1. Field of the Invention
The present invention relates to a hub unit bearing apparatus for rotatably supporting driving wheels of a motor vehicle (front wheels of an FF car, rear wheels of an FR car, front and rear wheels of a 4 WD car).
2. Related Background Art
In the past, in order to rotatably support driving wheels of a motor vehicle, various kinds of hub unit bearing apparatuses have been used (for example, refer to the Japanese Patent Laid-Open Nos. 63-246677 and 64-28056). An example of them is shown in FIG. 3.
In FIG. 3, a shaft 51 of a constant velocity joint 84 comprises a first inner toward the center of the vehicle, i.e., right side in FIG. 3) enlarged diameter portion 52, a first outer reduced diameter portion 53, and a first stepped portion 54 connecting these diameter portions. A male threaded portion 55 (shown diagrammatically) is formed on an outer peripheral surface of an outer end of the first reduced diameter portion 53 and a male spline groove portion 56 is formed on the peripheral surface of the remaining portion of the first reduced diameter portion 53.
A first flange 60 for supporting a wheel 58 constituting a vehicle wheel and a disc rotor 59 constituting part of a braking system is formed on an outer peripheral surface of a cylindrical hub 57 fitted on the shaft 51. Further, a female spline groove portion 61 capable of engaging the spline groove portion 56 is formed on an inner peripheral surface of the hub 57. A first inner race track 63 is directly formed on an outer peripheral surface of a second enlarged diameter portion 62 at an intermediate area of the hub 57. Further, an inner race 65 is fitted on a peripheral surface of a second reduced diameter portion 64 near an inner end of the hub 57, and a second inner race track 66 is formed on an outer peripheral surface of the inner race.
An inner end face (right end face in FIG. 3) of the inner race 65 is protruded inwardly more than an inner end face of the hub 57 and is abutted against the first stepped portion 54. Accordingly, the inner race 65 is sandwiched between the first stepped portion 54, and a second stepped portion 67 connecting the second enlarged diameter portion 62 to the second reduced diameter portion 64.

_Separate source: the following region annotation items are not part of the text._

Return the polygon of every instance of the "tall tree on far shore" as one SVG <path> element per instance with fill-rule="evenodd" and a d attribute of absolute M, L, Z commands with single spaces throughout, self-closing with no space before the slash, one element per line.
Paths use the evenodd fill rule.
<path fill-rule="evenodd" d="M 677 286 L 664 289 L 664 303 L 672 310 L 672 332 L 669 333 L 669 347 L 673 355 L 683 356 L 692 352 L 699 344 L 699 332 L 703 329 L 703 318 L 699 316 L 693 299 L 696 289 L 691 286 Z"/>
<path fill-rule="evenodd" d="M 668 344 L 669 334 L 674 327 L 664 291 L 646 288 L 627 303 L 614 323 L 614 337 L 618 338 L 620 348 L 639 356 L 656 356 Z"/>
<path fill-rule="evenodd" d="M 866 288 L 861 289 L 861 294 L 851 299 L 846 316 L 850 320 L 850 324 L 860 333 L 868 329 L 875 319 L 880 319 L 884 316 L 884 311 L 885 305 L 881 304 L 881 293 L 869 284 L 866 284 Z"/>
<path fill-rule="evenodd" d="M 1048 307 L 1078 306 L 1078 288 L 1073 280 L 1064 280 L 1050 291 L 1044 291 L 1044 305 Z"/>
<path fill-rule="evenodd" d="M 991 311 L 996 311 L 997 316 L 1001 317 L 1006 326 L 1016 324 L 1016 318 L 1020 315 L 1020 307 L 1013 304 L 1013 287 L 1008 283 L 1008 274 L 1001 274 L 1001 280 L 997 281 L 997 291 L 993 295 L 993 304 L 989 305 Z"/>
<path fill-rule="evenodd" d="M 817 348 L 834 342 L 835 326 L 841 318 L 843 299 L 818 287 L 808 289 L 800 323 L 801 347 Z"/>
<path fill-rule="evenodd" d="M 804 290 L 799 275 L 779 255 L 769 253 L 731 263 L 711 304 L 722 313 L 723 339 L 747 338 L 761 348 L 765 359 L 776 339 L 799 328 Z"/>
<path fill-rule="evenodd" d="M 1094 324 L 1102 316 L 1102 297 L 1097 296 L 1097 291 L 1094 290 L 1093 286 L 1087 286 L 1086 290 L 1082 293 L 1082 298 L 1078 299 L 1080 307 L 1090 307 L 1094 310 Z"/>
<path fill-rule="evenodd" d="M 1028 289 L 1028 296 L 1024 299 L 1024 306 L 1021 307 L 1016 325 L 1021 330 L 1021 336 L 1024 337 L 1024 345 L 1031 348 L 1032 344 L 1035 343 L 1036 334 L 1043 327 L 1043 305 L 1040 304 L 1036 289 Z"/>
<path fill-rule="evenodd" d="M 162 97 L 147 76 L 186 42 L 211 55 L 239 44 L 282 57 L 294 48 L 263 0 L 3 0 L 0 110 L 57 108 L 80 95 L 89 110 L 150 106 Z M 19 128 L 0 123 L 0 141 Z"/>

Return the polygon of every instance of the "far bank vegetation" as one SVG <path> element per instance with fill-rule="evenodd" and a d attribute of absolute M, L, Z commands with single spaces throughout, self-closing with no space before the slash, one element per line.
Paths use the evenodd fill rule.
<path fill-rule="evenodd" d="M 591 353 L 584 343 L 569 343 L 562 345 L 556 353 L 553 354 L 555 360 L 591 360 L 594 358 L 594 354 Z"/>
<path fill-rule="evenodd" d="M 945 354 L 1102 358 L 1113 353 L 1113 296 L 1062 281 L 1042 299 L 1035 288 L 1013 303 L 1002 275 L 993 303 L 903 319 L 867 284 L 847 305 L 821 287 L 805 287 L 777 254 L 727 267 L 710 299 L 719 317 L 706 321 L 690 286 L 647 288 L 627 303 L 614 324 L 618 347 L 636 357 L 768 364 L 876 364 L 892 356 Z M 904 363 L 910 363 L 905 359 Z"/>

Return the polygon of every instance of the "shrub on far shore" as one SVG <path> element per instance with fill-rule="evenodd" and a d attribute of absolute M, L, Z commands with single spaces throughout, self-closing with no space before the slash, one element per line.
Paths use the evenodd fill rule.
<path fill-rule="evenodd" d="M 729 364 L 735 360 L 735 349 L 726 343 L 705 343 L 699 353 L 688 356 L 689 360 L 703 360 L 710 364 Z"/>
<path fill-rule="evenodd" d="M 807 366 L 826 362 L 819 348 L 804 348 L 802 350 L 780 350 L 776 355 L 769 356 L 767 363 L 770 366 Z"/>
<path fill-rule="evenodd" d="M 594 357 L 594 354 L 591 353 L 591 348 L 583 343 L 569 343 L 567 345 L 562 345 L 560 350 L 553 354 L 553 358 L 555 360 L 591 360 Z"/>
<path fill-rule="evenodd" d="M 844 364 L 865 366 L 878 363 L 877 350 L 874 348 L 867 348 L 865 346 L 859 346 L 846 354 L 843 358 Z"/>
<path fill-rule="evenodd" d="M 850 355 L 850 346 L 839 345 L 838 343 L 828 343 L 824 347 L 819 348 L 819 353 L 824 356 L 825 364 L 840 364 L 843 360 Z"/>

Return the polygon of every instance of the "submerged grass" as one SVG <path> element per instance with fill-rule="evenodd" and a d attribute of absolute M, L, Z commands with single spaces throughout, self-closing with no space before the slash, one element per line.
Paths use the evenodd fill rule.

The male threaded portion 55 formed on the peripheral surface of the outer end of the shaft 51 of the constant velocity joint 84 is protruded outwardly from an outer end face of the hub 57, and a nut 68 is screwed on the protruded end of the threaded portion. As a result, the inner race 65, the hub 57 and a washer 69 are sandwiched between an inner end face of the nut 68 and the first stepped portion 54.
A cylindrical outer race 76 is disposed around the hub 57. A pair of outer race tracks 70 are formed in an inner peripheral surface of the outer race 76 in confronting relation to the above-mentioned first and second inner race tracks 63, 66, and a plurality of rolling members 71 are disposed between the respective inner and outer race tracks. A second flange 72 for mounting the outer race 76 onto a suspension system is formed on an outer peripheral surface of the outer race 76. Incidentally, the reference numeral 73 denotes a sensor rotor fitted on a portion of the shaft 51 of the constant velocity joint 84, and 74 denotes a rotational speed detecting sensor supported by an arm 75 of the suspension system of the vehicle body.
In the hub unit bearing apparatus having the above-mentioned construction, the rotation of the rolling members 71 permits the rotation of the hub 57, inner race 65 and shaft 51 inside the outer race 76. Further, the rotational speed of the hub 57 is detected by the rotational speed detecting sensor 74.
Also in the above-mentioned hub unit bearing apparatus, by using the single nut 68, not only the hub 57 is fixedly supported by the shaft 51 of the constant velocity joint 84, but also the inner race 65 is fixed to the hub 57. Thus, if the nut 68 is loosened, the inner race 65 is moved with respect to the hub 57, with the result that the hub 57 cannot be rotated smoothly. To avoid this, if the tightening torque for the nut 68 is increased to prevent the looseness of the nut, the pre-load acting on the bearing will be increased, thus shortening the service life of the rolling bearing assembled to rotatably support the hub 57 within the outer race 76.
For these reasons, in the past, the nut 68 was prevented from loosing and the pre-load of the bearing was adjusted by strict control of the tightening torque for the nut 58 during the assembling of the rotary members of the vehicle wheels. Thus, the assembling of the rotary members in the vehicle production line became troublesome.